Abendland von Christenhand? Europas extreme Rechte, die den “Kampf der Kulturen” mit zunehmend aggressiven Tönen auf ihre Fahnen schreibt, hat im Ringen um die politischen Paradigmen den Taktstock übernommen. Konservative wie auch sozialdemokratische Kräfte verhalten sich dieser Entwicklung gegenüber wie die Getriebenen. In den Städten, den unmittelbarsten Austragungsorten sozialer Gegensätze und Konflikte, sind Strategien gegen Rassismus und Fremdenfeindlichkeit jedenfalls Mangelware und – sofern vorhanden – eher Teil des Problems als ein ernstzunehmender Ansatz zu dessen Lösung. Österreich ist da kein Einzelfall. Das deutsche Bundesland Nordrhein-Westfalen will mit der Kulturhauptstadt Ruhr 2010 “Europa eine Seele geben”. Die Stadt, so wird in den Konzepten als Losung ausgegeben, muss sich als “europäische Kulturleistung ersten Ranges” begreifen, als ein konstitutiver Ort, der das “kulturelle Potential zu aktivieren versteht”. Dieses Potential verberge sich in der historisch gewachsenen “Topographie”, in der kulturellen und politischen Struktur “europäischer Gesellschaften”. Derartige Postulate folgen der Vorstellung, dass Kulturpolitik, die sich der Herstellung einer europäischen Bevölkerung verpflichtet fühlt – und anders kann hier die “Seele” nicht gedeutet werden –, eine zentrale Säule der Demokratisierung bilde. Dieses Verständnis ist irreführend und verschleiert den Umstand, dass die Kulturalisierung des urbanen Marketings vor allem neue Qualitäten gouvernementaler Verhältnisse nach sich zieht.

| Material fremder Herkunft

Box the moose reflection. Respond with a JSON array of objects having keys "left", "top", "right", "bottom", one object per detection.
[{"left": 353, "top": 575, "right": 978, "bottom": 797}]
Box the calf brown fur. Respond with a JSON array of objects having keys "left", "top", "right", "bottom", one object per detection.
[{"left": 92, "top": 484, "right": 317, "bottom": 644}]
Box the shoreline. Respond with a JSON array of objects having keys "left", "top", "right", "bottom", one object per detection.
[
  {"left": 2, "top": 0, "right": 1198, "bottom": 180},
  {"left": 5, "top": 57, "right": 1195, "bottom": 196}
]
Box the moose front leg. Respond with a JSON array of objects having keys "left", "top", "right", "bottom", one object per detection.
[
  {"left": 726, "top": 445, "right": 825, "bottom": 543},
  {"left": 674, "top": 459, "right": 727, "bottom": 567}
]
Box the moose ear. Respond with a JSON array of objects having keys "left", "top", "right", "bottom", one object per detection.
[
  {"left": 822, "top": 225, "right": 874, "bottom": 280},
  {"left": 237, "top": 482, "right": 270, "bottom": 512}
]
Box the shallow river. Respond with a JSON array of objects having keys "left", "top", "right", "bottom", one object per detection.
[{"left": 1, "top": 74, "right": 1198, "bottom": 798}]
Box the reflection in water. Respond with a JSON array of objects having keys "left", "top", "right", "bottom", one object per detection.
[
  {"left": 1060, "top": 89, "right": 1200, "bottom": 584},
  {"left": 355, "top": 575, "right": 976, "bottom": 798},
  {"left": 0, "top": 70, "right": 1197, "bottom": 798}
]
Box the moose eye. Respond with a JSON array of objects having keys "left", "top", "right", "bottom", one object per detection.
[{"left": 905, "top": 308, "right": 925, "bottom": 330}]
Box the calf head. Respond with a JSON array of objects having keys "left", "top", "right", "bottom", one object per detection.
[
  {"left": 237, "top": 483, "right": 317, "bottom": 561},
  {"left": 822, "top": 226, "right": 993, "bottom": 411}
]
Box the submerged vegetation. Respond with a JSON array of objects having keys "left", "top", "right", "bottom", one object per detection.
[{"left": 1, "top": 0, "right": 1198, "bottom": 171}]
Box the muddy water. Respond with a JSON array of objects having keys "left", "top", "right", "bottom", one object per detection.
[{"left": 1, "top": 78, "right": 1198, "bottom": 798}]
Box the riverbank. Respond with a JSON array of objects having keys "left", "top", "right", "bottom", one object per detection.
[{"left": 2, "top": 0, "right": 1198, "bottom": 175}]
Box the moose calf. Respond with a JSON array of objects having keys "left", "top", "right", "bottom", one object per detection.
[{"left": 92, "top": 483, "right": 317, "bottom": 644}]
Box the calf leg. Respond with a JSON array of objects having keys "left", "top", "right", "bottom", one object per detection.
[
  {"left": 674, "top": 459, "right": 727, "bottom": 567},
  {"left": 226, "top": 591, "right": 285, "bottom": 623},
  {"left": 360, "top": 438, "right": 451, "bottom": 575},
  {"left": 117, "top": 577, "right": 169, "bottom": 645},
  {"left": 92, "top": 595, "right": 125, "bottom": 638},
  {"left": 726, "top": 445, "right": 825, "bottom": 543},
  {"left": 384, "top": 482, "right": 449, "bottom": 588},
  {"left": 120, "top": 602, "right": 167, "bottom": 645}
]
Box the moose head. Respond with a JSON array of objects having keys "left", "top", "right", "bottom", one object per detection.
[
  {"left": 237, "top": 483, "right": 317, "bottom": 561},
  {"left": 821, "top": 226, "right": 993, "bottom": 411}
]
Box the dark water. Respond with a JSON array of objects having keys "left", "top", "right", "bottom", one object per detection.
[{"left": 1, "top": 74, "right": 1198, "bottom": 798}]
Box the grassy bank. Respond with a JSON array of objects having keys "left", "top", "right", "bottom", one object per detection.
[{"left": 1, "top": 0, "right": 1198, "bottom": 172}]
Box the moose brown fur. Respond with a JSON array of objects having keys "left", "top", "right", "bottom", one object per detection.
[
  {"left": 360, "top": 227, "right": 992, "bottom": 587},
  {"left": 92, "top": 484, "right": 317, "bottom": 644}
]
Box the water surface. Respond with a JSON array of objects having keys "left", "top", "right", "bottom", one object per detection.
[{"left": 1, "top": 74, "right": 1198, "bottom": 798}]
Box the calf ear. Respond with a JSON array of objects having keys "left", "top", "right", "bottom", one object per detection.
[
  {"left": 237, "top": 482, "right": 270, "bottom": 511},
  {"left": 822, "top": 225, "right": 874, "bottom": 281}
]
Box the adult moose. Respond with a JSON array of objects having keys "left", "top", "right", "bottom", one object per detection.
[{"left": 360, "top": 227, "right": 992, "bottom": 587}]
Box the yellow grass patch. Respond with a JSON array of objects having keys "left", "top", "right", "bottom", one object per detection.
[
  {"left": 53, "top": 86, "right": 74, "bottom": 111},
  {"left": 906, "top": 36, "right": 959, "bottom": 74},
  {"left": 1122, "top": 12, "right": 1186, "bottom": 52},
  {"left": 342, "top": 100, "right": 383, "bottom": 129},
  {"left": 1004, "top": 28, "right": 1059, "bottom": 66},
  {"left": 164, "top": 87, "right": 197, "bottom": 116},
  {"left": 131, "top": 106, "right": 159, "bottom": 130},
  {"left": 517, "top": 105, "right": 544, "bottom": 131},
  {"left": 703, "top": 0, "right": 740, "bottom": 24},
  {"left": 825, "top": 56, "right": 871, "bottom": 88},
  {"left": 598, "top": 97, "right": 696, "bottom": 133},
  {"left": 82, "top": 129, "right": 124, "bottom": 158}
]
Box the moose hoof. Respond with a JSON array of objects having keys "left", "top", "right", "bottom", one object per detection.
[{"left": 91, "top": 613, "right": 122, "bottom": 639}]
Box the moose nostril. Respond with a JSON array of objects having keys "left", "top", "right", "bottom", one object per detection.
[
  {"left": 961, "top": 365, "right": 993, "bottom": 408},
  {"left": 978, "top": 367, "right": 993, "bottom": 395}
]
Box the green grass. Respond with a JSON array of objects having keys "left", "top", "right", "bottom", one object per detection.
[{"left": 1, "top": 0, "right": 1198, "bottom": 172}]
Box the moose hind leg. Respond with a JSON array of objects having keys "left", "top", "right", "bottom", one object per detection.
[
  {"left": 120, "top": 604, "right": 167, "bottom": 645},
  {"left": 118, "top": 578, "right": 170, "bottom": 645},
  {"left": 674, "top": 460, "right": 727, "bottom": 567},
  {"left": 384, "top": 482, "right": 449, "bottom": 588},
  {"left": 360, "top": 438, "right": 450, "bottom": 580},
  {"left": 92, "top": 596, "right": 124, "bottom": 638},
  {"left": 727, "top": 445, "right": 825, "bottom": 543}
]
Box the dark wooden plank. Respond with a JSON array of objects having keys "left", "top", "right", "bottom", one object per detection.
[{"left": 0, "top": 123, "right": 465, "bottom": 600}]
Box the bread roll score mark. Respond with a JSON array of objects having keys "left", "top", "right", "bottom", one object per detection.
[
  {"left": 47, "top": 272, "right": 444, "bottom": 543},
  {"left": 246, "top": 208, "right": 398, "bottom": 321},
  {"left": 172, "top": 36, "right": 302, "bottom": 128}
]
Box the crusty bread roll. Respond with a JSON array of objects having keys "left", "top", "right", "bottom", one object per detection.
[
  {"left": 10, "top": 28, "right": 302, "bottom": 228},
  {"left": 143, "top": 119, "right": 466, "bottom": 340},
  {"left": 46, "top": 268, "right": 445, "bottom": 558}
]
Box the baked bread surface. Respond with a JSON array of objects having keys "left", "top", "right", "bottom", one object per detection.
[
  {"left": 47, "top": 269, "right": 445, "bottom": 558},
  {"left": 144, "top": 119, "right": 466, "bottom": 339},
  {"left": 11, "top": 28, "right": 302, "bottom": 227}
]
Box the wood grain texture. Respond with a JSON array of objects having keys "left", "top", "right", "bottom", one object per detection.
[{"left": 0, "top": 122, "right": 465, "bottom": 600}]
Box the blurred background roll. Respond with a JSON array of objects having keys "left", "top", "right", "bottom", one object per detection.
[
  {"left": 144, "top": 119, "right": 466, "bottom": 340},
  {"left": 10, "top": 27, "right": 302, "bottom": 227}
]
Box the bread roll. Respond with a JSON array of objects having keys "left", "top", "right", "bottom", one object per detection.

Wenn also die Stadt, die sich als “Kulturleistung ersten Ranges” positioniert, auf eine Topographie verweist, welche wiederum – und an diesem Punkt nimmt das Getöse von Politik und Medien um das kulturelle Erbe eine geradezu entlarvende Rolle ein – der Konstruktion Europas als psycho-sozialer Kontext dienen soll, werden identitäre Trennlinien gefestigt und weiter fortgeschrieben. Durch die Überbetonung des Prädikats Europäisch, das bei Étienne Balibar, seit vielen Jahren philosophisches Aushängeschild der globalisierungskritischen Multitude, als Konstruktion einer “fiktiven Ethnizität” kritische Erwähnung findet, wird vor allem das Nicht-Europäische sichtbar gemacht. Das spielt nicht nur auf nationalstaatlicher und supranationaler Ebene den Abwehrphantasien der extremen Rechten gegen Zuwanderung und fremde Einflüsse in die Hände, sondern gefährdet als schleichender Normalzustand den sozialen und kulturellen Ausgleich innerhalb kommunaler Gemeinschaften.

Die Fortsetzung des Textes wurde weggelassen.